Zina sebebi ile açılan boşanma davalarının bir başka dava ile ilişkilendirilmesi durumunda ilişkilendirilen diğer davanın sonucu Zina Sebebi ile Açılan Boşanma davasının karar aşamasının önünde bir engel olabilmektedir. Burada iki dava arasında ilişki kurulması gerekir yani iki davanın arasında bir ilgi bağının olması gerekir.
Zina Sebebi İle Açılan Boşanma Davası Usul Esasları içerisinde yer alan Bekletici Sorun olarak da bilinen usule yönelik bu uygulama günümüzde varlık bulması daha da zorlaşmıştır. Bunun nedeni zinayı ilgilendiren davaların azalması diğer tür davalarında zina sebebi ile açılan boşanma davasını bekletme açısından oldukça az etkilemesidir. Bilindiği gibi 2004 öncesinde Zina Türk ceza kanununa göre de bir suç idi. Bu tarih öncesinde zina ile ilgili açılan ceza davaları nedeni ve bu davalara paralel açılan boşanma davaları daha fazla idi ve bu davalar birbiri ile ilişkili olması nedeni ile boşanma davası ceza davasını beklemek zorunda kalıyordu.
Ceza mahkemesinin boşanmaya konu olan bir suçtan vermiş olduğu mahkumiyet kararı öncelikle mahkumiyet kararında belirlenen maddi olay yönünden boşanma davasında hukuk hakimini ( aile mahkemesi yoksa Hakimler ve Savcılar Yüksek. Kurulunca belirlenen asliye hukuk mahkemesi hakimini ) bağlar ve o davada kesin delil teşkil eder’.
O halde aile mahkemesi ( yoksa Hakimler ve Savcılar Yüksek Kurulunca belirlenen asliye hukuk mahkemesi ) hakimi ceza mahkemesinde daha önce açılan ceza davasının sonucunu beklemelidir.
Ceza mahkemesinin mahkumiyet kararı gibi maddi olayı tespit eden beraat kararı da aile mahkemesi hakimini bağlar.
Usul esasları bu konudaki her ne kadar hakimin takdirine bırakmış ise de genelde yerel mahkemelerde bu tür beklemelerin fazlaca gözlemlenmediği bir gerçektir.

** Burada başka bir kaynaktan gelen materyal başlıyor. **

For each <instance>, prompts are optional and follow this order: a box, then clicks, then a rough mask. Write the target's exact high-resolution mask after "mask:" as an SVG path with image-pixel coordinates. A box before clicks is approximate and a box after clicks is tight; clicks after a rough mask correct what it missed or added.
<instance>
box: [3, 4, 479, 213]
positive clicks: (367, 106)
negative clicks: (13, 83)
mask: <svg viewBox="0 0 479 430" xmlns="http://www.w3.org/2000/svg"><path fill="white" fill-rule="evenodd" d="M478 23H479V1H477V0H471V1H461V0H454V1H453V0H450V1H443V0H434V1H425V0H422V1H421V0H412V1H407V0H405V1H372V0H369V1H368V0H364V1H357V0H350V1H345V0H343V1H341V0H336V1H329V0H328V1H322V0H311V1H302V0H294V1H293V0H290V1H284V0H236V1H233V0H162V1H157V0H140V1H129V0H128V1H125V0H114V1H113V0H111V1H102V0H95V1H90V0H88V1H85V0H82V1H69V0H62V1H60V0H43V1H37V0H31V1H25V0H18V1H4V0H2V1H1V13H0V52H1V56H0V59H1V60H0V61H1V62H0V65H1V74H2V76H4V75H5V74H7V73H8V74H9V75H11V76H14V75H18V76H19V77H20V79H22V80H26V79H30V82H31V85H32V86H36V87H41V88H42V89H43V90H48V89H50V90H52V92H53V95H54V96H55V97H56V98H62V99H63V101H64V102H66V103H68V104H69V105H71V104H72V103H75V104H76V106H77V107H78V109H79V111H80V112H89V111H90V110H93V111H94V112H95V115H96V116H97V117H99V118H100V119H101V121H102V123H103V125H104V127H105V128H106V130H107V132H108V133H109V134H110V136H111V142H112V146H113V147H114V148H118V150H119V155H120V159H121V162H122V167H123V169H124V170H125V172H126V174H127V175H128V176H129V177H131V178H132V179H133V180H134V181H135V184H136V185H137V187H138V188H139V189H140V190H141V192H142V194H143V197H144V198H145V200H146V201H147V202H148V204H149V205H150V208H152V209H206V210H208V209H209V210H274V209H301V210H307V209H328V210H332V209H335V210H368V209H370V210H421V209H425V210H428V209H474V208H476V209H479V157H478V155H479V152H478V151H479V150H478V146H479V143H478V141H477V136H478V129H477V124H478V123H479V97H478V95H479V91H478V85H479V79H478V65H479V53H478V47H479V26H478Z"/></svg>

Bu sebepten dolayı da Yargıtay’a ender de olsa temyiz edilen davalar vardır. Şüphe zina sebebine kanıt teşkil etmez. Bu nedenle görülmekte olan bir davanın sonucu kati delil teşkil etmektedir. Eğer kanıtlar aksi yönde değil ise her iki dava da da aynı kanıtlar kullanılarak şüpheye yer kalmadığına hakim kanaat getirirse diğer davanın sonucunu beklemeyebilir. Usul kurallarına göre dava sonucu beraat kararı çıksa bile boşanma gerçekleşmiş olabilir. Bu durumda boşanma davasında verilen boşanma kararının da temyizi istenebilir. Bu karmaşık durumları hakimle basitleştirmek ve kesinleşmiş sonuçlar üzerinden hareket etmeyi tercih ederler.